WASHINGTON – When it comes to Iraq, are the congressional Democrats chicken-hearted flip-floppers, merely clueless critics with no ideas of their own – or Karl Rove cunning?
It’s clear enough what the administration would have you believe: that congressional Democrats, privy to the same information then possessed by the administration, voted to go to war in Iraq. Now that the war has proved difficult and unpopular, they want to lay the whole burden for it on the president – a latter-day version of John Kerry’s “I voted for it before I voted against it.”
The characterization seems wrong on virtually every count. Congress didn’t have the same information the administration had; it had the information – and the analysis of that information – which the administration opted to share. The choices, really, were to share the administration’s conclusion that Saddam Hussein was hiding weapons of mass destruction or to accuse it of cooking the evidence.

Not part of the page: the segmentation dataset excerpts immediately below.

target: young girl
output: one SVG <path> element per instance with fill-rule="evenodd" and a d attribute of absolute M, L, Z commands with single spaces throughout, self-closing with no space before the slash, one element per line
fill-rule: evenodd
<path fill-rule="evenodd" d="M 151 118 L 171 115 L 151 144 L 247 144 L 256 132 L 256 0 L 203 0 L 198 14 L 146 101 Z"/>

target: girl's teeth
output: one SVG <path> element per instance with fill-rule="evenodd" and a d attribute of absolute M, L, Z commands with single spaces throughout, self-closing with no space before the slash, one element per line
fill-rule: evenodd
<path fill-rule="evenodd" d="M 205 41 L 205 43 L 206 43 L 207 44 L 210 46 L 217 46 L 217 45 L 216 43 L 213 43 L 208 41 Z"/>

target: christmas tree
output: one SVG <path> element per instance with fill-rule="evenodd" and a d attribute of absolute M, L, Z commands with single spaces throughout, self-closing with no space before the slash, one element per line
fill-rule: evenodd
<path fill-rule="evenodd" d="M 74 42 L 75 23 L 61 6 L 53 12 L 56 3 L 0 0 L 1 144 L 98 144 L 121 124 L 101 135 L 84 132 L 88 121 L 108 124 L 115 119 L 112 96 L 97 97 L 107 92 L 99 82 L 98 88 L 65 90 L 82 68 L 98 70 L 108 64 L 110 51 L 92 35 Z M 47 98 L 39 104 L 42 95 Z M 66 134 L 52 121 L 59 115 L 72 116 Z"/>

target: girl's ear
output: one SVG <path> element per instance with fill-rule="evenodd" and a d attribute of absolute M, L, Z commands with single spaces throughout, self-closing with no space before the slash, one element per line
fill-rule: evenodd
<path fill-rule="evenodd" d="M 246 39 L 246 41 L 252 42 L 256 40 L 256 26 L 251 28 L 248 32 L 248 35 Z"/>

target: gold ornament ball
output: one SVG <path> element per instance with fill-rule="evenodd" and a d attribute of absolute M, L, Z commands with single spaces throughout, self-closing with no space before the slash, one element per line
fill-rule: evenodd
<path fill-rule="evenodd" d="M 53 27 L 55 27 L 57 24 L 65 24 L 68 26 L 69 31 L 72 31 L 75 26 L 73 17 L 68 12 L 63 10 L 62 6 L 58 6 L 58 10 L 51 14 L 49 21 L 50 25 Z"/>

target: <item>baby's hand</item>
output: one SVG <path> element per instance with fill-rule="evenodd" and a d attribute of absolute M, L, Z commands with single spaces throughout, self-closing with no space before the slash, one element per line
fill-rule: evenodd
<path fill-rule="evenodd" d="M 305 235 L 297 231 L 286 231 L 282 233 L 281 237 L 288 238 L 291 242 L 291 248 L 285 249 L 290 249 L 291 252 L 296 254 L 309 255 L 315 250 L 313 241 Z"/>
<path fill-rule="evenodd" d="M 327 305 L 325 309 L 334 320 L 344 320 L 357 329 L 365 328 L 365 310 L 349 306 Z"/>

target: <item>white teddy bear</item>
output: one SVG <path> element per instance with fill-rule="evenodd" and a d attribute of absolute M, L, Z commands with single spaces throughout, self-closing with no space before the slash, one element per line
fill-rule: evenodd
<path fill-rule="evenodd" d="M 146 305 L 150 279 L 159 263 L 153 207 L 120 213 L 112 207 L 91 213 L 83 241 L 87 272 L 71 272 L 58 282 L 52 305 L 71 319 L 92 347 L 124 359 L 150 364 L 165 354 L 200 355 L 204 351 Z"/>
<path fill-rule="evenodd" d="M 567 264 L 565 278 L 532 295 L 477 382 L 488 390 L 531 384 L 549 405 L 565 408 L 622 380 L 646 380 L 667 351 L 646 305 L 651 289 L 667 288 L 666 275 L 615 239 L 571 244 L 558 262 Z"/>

But when events suggested just such culinary hanky-panky, how can it be considered inconstant or duplicitous to second-guess the earlier pro-war vote?
Colin Powell, who – unwittingly, I believe – passed along some of the cooked evidence, is on record as having changed his mind. As he told Barbara Walters in September, there were “people in the intelligence community who knew (at the time Powell made his dramatic show-and-tell presentation before the U.N. Security Council) that some of these sources were not good and shouldn’t be relied upon, and they didn’t speak up. That devastated me. … It’s a blot … (that) will always be part of my record.”
Powell is nobody’s flip-flopper. People who wanted a certain conclusion gave him bad information, and he passed it on – to his regret. Can’t members of Congress who believed the bad evidence enough to vote us into war also experience regret?
Except they didn’t really vote us into war. As I recall, that vote authorizing the president to use force against Iraq was analogous to a trade union’s strike vote. When negotiations bog down, union leaders often will ask their members for a resolution authorizing a strike. For members to refuse such a vote would cripple their own leadership. But to grant it is not the same as ending negotiations and launching a strike. It is a way of steeling the leadership, giving it a powerful negotiating tool.
Since there was no about-to-explode crisis, the president could have asked Congress for a declaration of war. Would it have been granted? Who knows? Apparently the administration didn’t want to chance it.
Now several things have the administration lashing out in all directions in an attempt at political salvage. Public opinion polls show both the popularity of the president and confidence that the war in Iraq was justified at a low ebb. The war itself is going badly, with our forces apparently spending the bulk of their effort to protect themselves against the insurgents, and with more people – ours and Iraq’s – dying every week.
And Rep. John P. Murtha, a pro-military Democrat and decorated Vietnam veteran, has called unequivocally for the allied forces to quit Iraq.
So how do the Republicans respond? Sometimes by direct attack, as when they tried to discredit Murtha as a coward. But given a president whose National Guard service was suspect at best and a vice president who was garnering draft deferments while Murtha served, that couldn’t work.
And sometimes by simply noting that the Democrats don’t have an exit strategy, either.
Of course they don’t.
If the Democrats had their own Karl Rove, he’d probably tell them not even to try to come up with one. If a sound exit plan means getting out without leaving Iraq less stable than it is now, and with a reasonable chance of becoming an American-style democracy, nobody has one.
If Iraq is most likely to implode into civil war, leaving it a far more dangerous hotbed of terrorism than it was before our invasion, wouldn’t the Democrats be smart to let it happen without interference? That isn’t to say the Democrats yearn for failure – but it’s a cinch they don’t want to be blamed for it.
It would be a no-lose position, politically, for the Democrats to sit back and watch the catastrophe happen.
But the quagmire in Iraq involves much more than politics. It involves national honor, the undiminished threat of international terrorism – and the lives of too many people who deserve better.
It’s hardly the time for clever politics.